KQED is historically big on partnerships. With CIR’s California Watch, the station shares the cost of a reporter working for both organizations. California Report, KQED’s 16-year-old statewide newsmagazine, has long featured stories from partner stations.
As public radio goes, KQED is as mainstream as it gets: 50 years old and the most-listened-to station in San Francisco.
“The actual working out of these collaborations and networks is not an easy task. It involves questions of, ‘What’s the tolerance level of one institution for a different value system or another?’” Koon said. “That’s particularly true between traditional and legacy media and a lot of the new emerging news organizations.”
That’s one reason why the station’s other new arrangement, with The Huffington Post, may strike some as unusual. That deal came together in one month — no onerous contracts, just a handshake agreement.
“What’s been really interesting and, to me, innovative about this partnership is it’s very much been about throwing things at the wall and seeing what sticks,” said Ian Hill, KQED’s online community engagement specialist. “We’re sharing content with them and address any issues that might come up — any link problems, any branding issues — as we go along. So it’s — risky isn’t the right word, but I guess it’s the word I’m looking for.”
KQED provides stories from its popular food blog, Bay Area Bites, to HuffPo’s new San Francisco vertical. The outlets agreed to an (undisclosed) ratio when it comes to how HuffPo treats those stories: Some entries are reposted whole, while others appear as one of those deliciously clickable “visual links” on the home page. “If it is something that they want to take, they will then look at their percentage and determine if they owe us a link or if they can take it for a post,” Hill said. “The links, from our perspective, are really the things that drive traffic. The posts are great for…reaching a new audience and maybe putting our content out in front of Huffington Post readers who may not know about Bay Area Bites.” Huffington Post editors, always needing to feed the beast, get free content. No money changes hands.
Hill would not provide specific numbers, but he said linked posts get an immediate traffic bump, sometimes as much as 50 percent over average posts.

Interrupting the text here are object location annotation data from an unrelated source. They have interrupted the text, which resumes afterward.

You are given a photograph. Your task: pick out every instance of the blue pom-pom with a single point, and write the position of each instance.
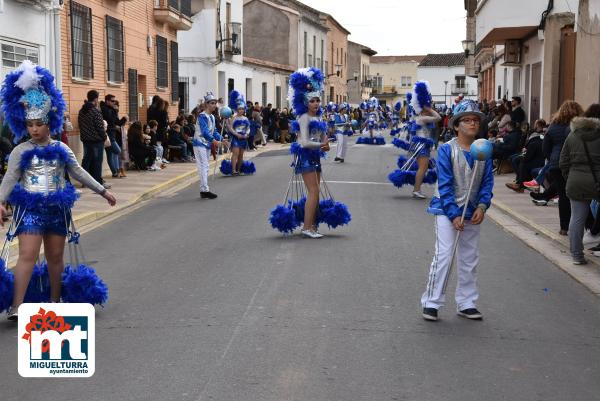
(402, 177)
(6, 286)
(226, 168)
(334, 214)
(38, 289)
(82, 285)
(283, 219)
(248, 167)
(414, 166)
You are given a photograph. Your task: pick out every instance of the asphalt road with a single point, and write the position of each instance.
(207, 302)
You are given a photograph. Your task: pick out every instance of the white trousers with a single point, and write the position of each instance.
(467, 257)
(342, 141)
(202, 157)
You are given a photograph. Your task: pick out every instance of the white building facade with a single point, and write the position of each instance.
(30, 30)
(446, 76)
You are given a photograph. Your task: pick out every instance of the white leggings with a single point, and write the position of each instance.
(467, 257)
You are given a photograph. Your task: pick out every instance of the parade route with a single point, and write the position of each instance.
(208, 302)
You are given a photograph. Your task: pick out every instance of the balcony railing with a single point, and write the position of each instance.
(176, 13)
(456, 89)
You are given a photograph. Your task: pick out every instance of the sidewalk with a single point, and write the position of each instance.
(538, 227)
(137, 187)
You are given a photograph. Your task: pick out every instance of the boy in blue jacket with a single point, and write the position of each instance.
(455, 167)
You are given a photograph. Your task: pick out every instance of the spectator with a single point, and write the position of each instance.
(580, 166)
(110, 114)
(92, 135)
(508, 146)
(140, 151)
(266, 119)
(517, 115)
(552, 146)
(531, 158)
(176, 139)
(284, 126)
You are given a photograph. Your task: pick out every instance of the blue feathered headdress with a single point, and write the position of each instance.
(305, 84)
(29, 93)
(236, 100)
(421, 96)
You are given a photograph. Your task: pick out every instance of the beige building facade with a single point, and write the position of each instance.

It’s a funny alliance, isn’t it? If KQED’s public-radio instincts are to speak softly and slow down, HuffPo’s are quite the opposite. And if KQED’s reporters are veteran journalists, the hyperlocal news are often powered by 20-something college grads.
“I think our market demands something different than maybe what people will think of typical, quote-unquote ‘typical,’ public media. We actually have an audience that I think trends younger than a lot of public media stations,” Hill said. “And now that I’m thinking about it, it’s kind of interesting — I don’t think we even really discussed the fact that this is an opportunity to maybe reach out to a different audience.”
Koon, the news director, said the fear of failure is what holds back innovation in public media. He stresses the “project” in Network Journalism Project because it allows room to fail.
“It’s so important for public radio or public TV or public broadcasting to get things right, because our stakeholders are our members, the people who subscribe to us, that we often put ourselves in that situation: Well, we can’t fail, we can’t be wrong,” Koon said. “And we’re not sacrificing that, we don’t want to sacrifice that, but we also know that we need to have ways to experiment and innovate so that we can deal with the changing news environment that’s out there.”